Category: Pick-ups 
Price Range: No data available
Hard-working, huge load bed, spacious cabin, scads of equipment, plenty of power, good value.
Too vast for some, awful turning circle, not as tight to drive as rivals.
Best for space, power, presence and equipment, but the Mitsubishi L200 is more wieldy and better to drive.

On one hand the Nissan Navara is a traditional pick-up with a one-tonne payload and crude truck underpinnings, but on the other it it's a serious SUV rival.
In the current pick-up boom, the Navara has overtaken the formerly dominant Mitsubishi L200 thanks to its Detroit-inspired looks (it's actually based on Nissan's full-size US truck, the Titan), superlative equipment levels and generous space.
Nine out of 10 Navaras sold are double cabs and of them half are the top-spec Aventura.
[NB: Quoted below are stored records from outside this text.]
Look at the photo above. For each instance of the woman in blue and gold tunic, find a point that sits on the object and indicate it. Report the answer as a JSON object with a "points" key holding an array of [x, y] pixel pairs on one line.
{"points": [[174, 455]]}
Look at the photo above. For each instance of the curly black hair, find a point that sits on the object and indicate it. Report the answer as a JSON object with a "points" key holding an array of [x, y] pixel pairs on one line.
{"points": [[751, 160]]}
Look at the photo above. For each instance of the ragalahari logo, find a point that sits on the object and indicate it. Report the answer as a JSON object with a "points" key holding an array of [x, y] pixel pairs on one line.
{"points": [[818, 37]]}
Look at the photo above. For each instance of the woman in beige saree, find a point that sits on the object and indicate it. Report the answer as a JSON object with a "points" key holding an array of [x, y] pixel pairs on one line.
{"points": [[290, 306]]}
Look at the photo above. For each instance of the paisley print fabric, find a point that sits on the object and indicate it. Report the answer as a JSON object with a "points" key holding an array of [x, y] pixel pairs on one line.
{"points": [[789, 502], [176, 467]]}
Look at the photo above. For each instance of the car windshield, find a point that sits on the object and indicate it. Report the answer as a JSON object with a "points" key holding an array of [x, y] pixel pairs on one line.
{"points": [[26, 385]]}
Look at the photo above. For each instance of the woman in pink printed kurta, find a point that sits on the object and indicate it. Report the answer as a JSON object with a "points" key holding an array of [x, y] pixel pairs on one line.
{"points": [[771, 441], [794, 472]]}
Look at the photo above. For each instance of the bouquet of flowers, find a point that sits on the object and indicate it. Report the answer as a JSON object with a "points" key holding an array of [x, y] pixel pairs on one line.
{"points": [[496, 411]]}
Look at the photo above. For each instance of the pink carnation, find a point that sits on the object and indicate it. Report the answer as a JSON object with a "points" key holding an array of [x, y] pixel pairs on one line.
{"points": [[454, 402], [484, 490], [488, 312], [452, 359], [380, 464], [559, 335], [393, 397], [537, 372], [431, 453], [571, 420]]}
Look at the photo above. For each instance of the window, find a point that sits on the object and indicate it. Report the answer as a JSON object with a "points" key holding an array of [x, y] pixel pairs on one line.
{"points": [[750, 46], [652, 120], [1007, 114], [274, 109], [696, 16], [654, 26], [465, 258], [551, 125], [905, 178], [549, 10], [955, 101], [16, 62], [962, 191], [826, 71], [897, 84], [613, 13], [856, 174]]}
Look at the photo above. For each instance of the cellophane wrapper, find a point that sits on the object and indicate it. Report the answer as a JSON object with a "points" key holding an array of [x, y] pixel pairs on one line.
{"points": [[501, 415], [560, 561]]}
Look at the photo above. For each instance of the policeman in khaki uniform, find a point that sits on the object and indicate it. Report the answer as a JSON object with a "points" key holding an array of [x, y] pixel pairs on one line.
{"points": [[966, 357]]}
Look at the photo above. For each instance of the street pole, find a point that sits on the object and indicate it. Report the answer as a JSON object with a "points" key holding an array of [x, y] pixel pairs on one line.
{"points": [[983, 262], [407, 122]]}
Laden with standard leather, sat nav, Bluetooth hands-free phone connection, automatic lights, rain-sensing windscreen wipers and cruise control, this is one commercial that demands not to be typecast as such.
Powered by the same 2.5-litre common-rail diesel as sits in the closely related Pathfinder SUV, the Navara was launched in August 2005 but is still subject to waiting lists at the dealers.
New changes for the 2007 model year include Euro4 tweaks to the diesel that actually cut power from 172bhp to 169bhp, meaning it now has to share the title of most powerful pick-up with the Toyota Hilux 3.0.